First solution. Swapping, if necessary, the roles of $a$ and $c$ and those of $b$ and $d$, we may assume that $a\le c$. In this case, the function $f(x)=\frac{a+x}{c+x}$ is increasing on $[1,2]$, while $g(x)=\frac{c+x}{a+x}$ is decreasing on $[1,2]$, hence $\frac{a+b}{b+c}+\frac{c+d}{d+a}\le \frac{a+2}{c+2}+\frac{c+1}{a+1}$. On the other hand, $4\cdot \frac{a+c}{b+d}\ge a+c$, therefore it is sufficient to prove that $\frac{a+2}{c+2}+\frac{c+1}{a+1}\le a+c$, which reduces to $a+c+4\le a^{2}c+a{c}^2+a^2+3ac$. From $(a-1)(c-1)\ge 0$ and $a^{2}c+a{c}^2+a^2+2ac\ge 5$ the conclusion follows, with equality if $a=c=1$, and $b=d=2$.

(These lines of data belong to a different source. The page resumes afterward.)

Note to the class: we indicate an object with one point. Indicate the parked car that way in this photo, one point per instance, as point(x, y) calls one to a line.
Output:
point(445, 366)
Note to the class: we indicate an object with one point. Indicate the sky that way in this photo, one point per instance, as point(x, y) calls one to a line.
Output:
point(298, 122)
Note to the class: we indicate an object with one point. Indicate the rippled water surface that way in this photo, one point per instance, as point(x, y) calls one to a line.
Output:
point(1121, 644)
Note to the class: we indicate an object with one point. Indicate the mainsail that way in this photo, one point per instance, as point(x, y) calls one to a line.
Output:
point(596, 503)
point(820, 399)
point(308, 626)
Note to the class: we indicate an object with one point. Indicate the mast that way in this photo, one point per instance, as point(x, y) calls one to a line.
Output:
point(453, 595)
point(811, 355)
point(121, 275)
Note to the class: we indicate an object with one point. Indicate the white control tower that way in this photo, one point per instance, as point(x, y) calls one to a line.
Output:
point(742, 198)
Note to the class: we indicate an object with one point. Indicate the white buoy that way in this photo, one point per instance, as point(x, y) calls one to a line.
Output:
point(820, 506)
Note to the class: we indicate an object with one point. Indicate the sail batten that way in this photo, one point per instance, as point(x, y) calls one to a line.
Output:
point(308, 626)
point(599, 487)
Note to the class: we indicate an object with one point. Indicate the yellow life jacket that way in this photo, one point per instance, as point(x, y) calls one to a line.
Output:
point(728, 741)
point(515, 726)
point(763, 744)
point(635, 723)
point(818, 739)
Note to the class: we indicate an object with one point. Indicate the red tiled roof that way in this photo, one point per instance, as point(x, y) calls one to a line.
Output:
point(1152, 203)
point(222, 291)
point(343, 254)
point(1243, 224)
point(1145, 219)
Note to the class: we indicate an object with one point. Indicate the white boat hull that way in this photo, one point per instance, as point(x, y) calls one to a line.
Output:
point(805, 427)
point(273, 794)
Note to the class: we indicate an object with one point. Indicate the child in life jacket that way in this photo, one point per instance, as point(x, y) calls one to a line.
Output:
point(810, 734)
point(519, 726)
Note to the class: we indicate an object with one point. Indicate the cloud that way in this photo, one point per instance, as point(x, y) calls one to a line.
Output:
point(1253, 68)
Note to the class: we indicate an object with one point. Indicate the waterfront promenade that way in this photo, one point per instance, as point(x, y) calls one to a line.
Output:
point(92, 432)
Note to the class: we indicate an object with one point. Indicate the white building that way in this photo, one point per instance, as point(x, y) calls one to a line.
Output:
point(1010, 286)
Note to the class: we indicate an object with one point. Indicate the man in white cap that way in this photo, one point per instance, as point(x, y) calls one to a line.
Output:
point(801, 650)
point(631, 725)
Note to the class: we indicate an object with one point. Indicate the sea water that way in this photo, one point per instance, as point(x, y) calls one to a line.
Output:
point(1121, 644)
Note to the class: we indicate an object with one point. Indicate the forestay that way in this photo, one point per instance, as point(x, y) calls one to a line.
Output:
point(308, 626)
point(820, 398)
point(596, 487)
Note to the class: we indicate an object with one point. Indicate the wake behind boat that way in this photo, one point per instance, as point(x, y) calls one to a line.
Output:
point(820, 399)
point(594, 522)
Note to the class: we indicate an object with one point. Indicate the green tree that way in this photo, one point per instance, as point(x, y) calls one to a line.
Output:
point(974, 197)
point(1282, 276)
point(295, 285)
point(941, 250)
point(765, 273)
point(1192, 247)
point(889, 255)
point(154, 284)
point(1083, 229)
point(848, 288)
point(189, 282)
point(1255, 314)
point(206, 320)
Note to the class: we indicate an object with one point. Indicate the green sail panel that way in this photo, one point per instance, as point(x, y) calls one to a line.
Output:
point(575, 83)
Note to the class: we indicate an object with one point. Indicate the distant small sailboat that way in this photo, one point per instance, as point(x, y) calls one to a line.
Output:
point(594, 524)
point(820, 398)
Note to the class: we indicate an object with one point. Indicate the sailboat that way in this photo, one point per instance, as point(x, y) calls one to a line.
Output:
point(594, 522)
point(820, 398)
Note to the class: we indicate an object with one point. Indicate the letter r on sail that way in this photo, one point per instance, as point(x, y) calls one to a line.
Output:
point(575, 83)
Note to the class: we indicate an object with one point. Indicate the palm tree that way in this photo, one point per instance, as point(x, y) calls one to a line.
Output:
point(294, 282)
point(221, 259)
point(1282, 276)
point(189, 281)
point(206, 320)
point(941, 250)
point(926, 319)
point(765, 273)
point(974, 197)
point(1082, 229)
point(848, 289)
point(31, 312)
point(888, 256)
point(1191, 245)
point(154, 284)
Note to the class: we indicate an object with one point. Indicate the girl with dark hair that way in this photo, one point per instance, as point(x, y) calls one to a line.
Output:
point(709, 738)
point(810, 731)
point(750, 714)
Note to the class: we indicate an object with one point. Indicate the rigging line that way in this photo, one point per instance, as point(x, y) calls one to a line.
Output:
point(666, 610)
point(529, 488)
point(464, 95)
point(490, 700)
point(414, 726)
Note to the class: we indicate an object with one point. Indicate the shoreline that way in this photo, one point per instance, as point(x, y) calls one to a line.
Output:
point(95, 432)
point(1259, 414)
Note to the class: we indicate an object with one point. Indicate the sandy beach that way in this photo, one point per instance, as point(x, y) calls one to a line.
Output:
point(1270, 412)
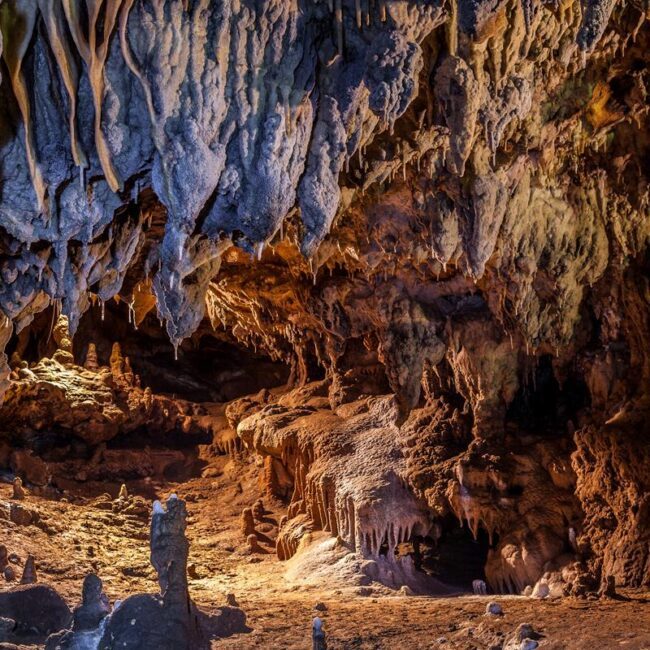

Second solution. We show that $$\frac{a+b}{b+c}\le 2\cdot \frac{a+c}{b+2}\le 2\cdot \frac{a+c}{b+d}\text{and}\frac{c+d}{d+a}\le 2\cdot \frac{a+c}{b+d},$$ inequalities which give the conclusion. The second inequality can be obtained from the first one by swapping $a$ with $c$ and $b$ with $d$, therefore it is sufficient to prove the first one. This inequality reduces to $b^2+ab+2b+2a\le 2c^2+2ac+2bc+2ab$. But $2a\le 2ac$, $2b\le 2bc$ and $b^2\le b+2\le ab+2c^2$, the inequality $b^2\le b+2$ being equivalent to $(b+1)(b-2)\le 0$. We obtain the equality case $a=1,b=2,c=1$ and $d=2$.

Third solution. As $0<b+d\le 4$, it is sufficient to prove that the left hand side is at most $a+c$. Without loss of generality, we may assume that $a\le c$. In this case, $$\frac{a+b}{b+c}+\frac{c+d}{d+a}\le 1+\left(1+\frac{c-a}{d+a}\right)\le 2+c-a\le c+a,$$ with equality if $a=1,b=2,c=1$ and $d=2$.